Conductors' Festival of Hong Kong - Zhang Guoyong
Hong Kong Chinese Orchestra
HK Cultural Centre Concert Hall
Reviewed: Apr 8

The Hong Kong Chinese Orchestra chose Zhang Guoyong to open this festival of performances through a competition for conductors of Chinese repertoire. Zhang's credentials include his status as a National Class One conductor of the Shanghai Symphony Orchestra and artistic director of the Shanghai Opera House; for his doctorate in conducting at the Moscow Conservatory, he received the highest mark in the institution's history.

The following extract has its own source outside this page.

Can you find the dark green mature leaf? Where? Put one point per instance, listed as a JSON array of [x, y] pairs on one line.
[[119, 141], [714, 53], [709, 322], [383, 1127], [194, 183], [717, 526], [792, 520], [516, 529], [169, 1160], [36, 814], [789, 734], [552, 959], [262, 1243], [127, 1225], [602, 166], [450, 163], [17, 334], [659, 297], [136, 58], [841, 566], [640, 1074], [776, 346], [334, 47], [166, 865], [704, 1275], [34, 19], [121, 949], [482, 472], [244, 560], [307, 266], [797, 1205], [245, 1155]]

Shame on Hong Kong, then, for rewarding this reputation with such an embarrassingly small turnout of people, who sat in forlorn clusters around the stalls (the balcony was deserted). If there was a reason for this apparent cold shoulder, it certainly couldn't have been Zhang's podium manner: such economy of direction usually confirms that everything has been covered in rehearsal, leaving no need for empty flamboyance to plaster over the cracks.

Indeed, the orchestra responded to Zhang's precise baton with faultless precision in attack and blend, readily achieving the impressionistic atmospheres of works awash with mountains, moons, temples and the charms of nature. Full marks, then, for colour and focus. It was in revealing the music's hidden depths that found Zhang not so much wanting as under-employed: profundity seemed less concealed than absent, the six pieces each struggling to make a case for repeated hearing.

Alfred Wong's arrangement of Paganini's Caprice No 24 for flute (Weng Sibei) and orchestra succeeded only in dulling the virtuosic frissons of the original version for solo violin; Weng's technical brilliance brought more pleasure in Chung Yiu-kwong's Whirling Dance.

Wang Guotong provided the erhu solos in arrangements of Liu Tianhua's Flickering of Red Candles (too short to make an impression) and Zhou Chenglong's Taixing Mountain Capriccio, which had more to say in invention and variety. Wang Ning's Festivities was loose; Qian Zhaoxi's Seeking Dreams on West Lake had its moments, but superficial development of ideas rarely accommodates that third dimension for interpretation that allows a top-notch conductor to fully exercise his powers of insight, the ultimate pull for an audience.